Would this be going beyond the evidence? Yes, but it would seem reasonable to me to take what other Jewish writings say into consideration, regardless of when they were written, to get an idea of the beliefs and practices of the Jews in Esther.
The difference with Esther is that it is known to date late and after other biblical literature had become extant, and it is known to come from a culture embedded in the other biblical literature. So it is reasonable to interpret Esther in the context of other writings known to its authors.
The point about the passover festival is that we are looking at the question of origins, and that implies practices before the literature. We know that there were many etiologies to explain origins of this and that, an etiology of a tribal name, an etiology of a political institution, an etiology of a city, an etiology of a custom, etc. Rarely are those etiologies considered historical because they are usually related to ideas of significance to later generations and cannot therefore belong to the original custom or institution.
Elephantine finds include references to the sabbath day, a seven day week. But we can be sure that those Judeans did not associate the sabbath with an account of God's rest from creation because they spoke of that day as a market day. Clearly the etiology of God resting on that day and sanctifying it was a later etiology for a different religious environment.
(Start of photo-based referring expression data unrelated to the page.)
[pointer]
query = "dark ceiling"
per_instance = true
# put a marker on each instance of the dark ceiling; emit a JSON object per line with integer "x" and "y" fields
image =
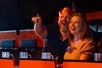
{"x": 16, "y": 14}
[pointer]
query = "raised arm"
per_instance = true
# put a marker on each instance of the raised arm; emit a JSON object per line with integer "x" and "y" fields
{"x": 39, "y": 28}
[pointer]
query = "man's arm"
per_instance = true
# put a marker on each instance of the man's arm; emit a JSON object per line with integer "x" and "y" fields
{"x": 39, "y": 28}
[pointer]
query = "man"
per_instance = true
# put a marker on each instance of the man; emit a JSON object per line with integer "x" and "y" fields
{"x": 56, "y": 34}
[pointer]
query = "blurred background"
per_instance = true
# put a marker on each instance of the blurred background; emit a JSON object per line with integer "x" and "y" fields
{"x": 16, "y": 14}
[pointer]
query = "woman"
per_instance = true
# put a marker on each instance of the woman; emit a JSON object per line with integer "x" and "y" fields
{"x": 81, "y": 46}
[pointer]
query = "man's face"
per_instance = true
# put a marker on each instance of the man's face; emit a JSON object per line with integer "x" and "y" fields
{"x": 63, "y": 18}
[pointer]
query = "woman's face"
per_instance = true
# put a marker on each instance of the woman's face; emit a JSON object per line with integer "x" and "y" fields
{"x": 75, "y": 25}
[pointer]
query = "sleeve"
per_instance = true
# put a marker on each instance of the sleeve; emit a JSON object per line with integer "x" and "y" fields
{"x": 88, "y": 47}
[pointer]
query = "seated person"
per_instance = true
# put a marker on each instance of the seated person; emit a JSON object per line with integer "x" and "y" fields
{"x": 56, "y": 34}
{"x": 81, "y": 43}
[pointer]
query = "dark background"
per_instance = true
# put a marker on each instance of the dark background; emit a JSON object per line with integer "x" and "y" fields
{"x": 16, "y": 14}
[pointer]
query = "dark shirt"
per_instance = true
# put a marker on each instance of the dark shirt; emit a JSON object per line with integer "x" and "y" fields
{"x": 54, "y": 43}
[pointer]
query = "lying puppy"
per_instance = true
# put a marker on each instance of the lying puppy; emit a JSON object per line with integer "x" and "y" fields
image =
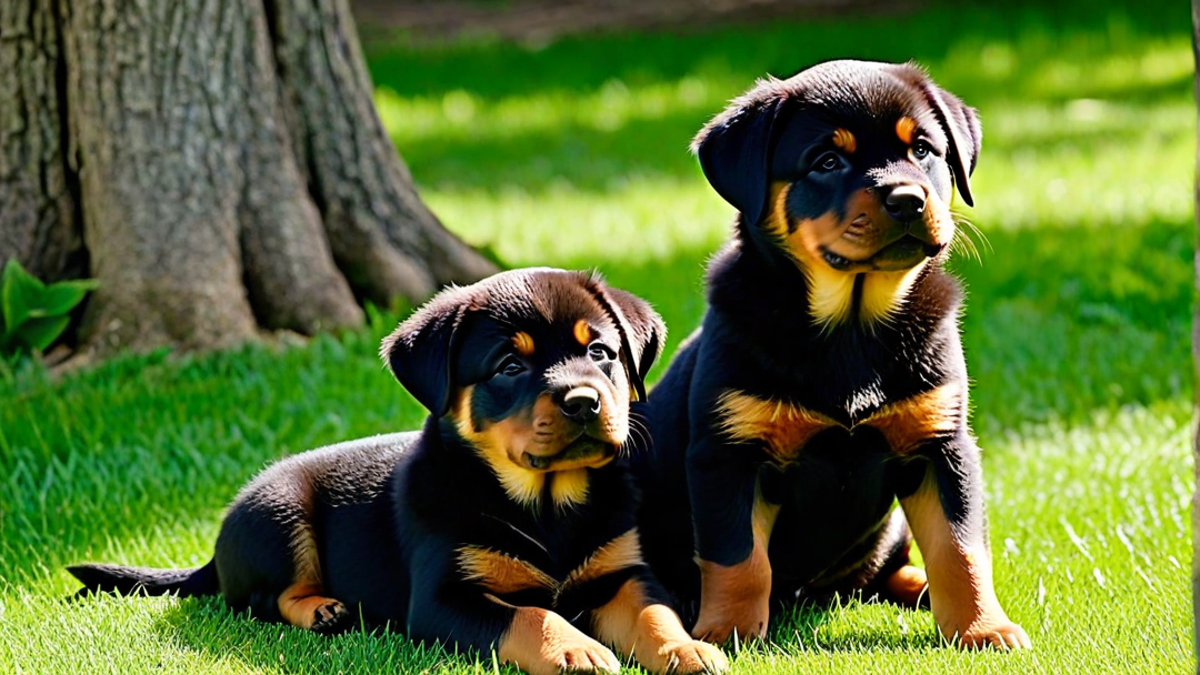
{"x": 508, "y": 523}
{"x": 828, "y": 377}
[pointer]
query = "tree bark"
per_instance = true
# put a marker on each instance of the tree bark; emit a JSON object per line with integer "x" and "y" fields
{"x": 217, "y": 166}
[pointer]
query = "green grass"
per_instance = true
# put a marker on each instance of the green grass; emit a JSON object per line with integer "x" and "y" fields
{"x": 574, "y": 154}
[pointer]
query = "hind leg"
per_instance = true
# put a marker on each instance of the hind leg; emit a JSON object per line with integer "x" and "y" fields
{"x": 305, "y": 607}
{"x": 268, "y": 557}
{"x": 898, "y": 580}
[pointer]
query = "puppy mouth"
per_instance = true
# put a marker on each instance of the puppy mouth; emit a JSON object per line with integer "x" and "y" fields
{"x": 581, "y": 453}
{"x": 901, "y": 254}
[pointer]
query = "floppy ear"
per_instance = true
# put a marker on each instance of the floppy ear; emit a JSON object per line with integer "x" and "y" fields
{"x": 420, "y": 351}
{"x": 735, "y": 154}
{"x": 642, "y": 332}
{"x": 961, "y": 124}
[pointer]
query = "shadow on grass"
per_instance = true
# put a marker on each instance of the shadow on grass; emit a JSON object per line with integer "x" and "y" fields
{"x": 990, "y": 57}
{"x": 581, "y": 64}
{"x": 810, "y": 625}
{"x": 209, "y": 626}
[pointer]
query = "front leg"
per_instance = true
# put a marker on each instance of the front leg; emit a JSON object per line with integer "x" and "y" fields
{"x": 732, "y": 526}
{"x": 636, "y": 621}
{"x": 947, "y": 519}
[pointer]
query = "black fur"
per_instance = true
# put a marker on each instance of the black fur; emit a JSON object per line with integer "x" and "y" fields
{"x": 389, "y": 515}
{"x": 760, "y": 336}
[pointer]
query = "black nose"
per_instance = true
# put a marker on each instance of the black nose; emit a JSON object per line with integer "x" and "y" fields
{"x": 905, "y": 203}
{"x": 581, "y": 404}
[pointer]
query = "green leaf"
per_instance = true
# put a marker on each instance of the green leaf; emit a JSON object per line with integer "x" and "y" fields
{"x": 18, "y": 293}
{"x": 39, "y": 333}
{"x": 61, "y": 297}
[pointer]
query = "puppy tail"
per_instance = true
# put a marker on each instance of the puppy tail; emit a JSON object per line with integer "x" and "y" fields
{"x": 151, "y": 581}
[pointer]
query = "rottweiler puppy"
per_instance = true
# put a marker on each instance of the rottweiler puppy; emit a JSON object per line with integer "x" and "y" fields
{"x": 827, "y": 378}
{"x": 507, "y": 523}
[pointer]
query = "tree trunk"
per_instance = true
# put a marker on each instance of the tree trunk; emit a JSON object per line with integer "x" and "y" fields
{"x": 217, "y": 166}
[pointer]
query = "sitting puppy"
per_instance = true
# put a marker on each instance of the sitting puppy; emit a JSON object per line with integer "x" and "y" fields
{"x": 508, "y": 523}
{"x": 828, "y": 377}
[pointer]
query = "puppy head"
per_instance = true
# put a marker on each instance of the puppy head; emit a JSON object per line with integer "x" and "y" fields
{"x": 534, "y": 368}
{"x": 847, "y": 167}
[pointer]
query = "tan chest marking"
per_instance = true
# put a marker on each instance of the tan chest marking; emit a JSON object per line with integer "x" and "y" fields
{"x": 616, "y": 555}
{"x": 913, "y": 422}
{"x": 786, "y": 428}
{"x": 502, "y": 573}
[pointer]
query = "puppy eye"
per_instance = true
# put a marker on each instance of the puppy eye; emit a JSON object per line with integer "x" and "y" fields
{"x": 600, "y": 353}
{"x": 827, "y": 162}
{"x": 511, "y": 366}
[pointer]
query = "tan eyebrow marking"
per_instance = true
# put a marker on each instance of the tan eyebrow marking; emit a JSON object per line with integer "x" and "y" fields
{"x": 905, "y": 129}
{"x": 582, "y": 332}
{"x": 845, "y": 139}
{"x": 523, "y": 342}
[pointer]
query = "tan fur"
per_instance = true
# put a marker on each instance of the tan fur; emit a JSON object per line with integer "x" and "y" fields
{"x": 618, "y": 554}
{"x": 906, "y": 129}
{"x": 540, "y": 431}
{"x": 845, "y": 141}
{"x": 907, "y": 585}
{"x": 569, "y": 488}
{"x": 653, "y": 634}
{"x": 523, "y": 344}
{"x": 832, "y": 291}
{"x": 543, "y": 643}
{"x": 912, "y": 422}
{"x": 961, "y": 593}
{"x": 496, "y": 443}
{"x": 738, "y": 597}
{"x": 501, "y": 573}
{"x": 582, "y": 333}
{"x": 303, "y": 604}
{"x": 784, "y": 428}
{"x": 885, "y": 292}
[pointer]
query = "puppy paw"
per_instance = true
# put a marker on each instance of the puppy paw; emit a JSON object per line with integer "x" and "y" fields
{"x": 1003, "y": 635}
{"x": 694, "y": 657}
{"x": 585, "y": 656}
{"x": 748, "y": 621}
{"x": 330, "y": 616}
It seems reasonable to me to assume a similar development for the biblical etiology of the Passover -- especially given that the Passover at Elephantine is explicitly associated only with the authority of the Persian king and not with Moses. There may have been some notion of Moses and Exodus kept at an oral level or otherwise never found its way into the physical remains, but one would expect some other evidence for Mosaic regulations but there is none.
The etiologies are introduced in stories that are conveyed in Greek genres of history-writing; the content of those etiologies is Hellenistic events and situations; and if one accepts Gmirkin's thesis then one has also a specific motive for the introduction or invention of the etiologies (including the name of Moses) in Hellenistic times.
Before the appearance of the biblical etiology, as I understand and recall (I haven't checked up the details), we have Passover and other festivals being entirely agricultural festivals without any association with Moses.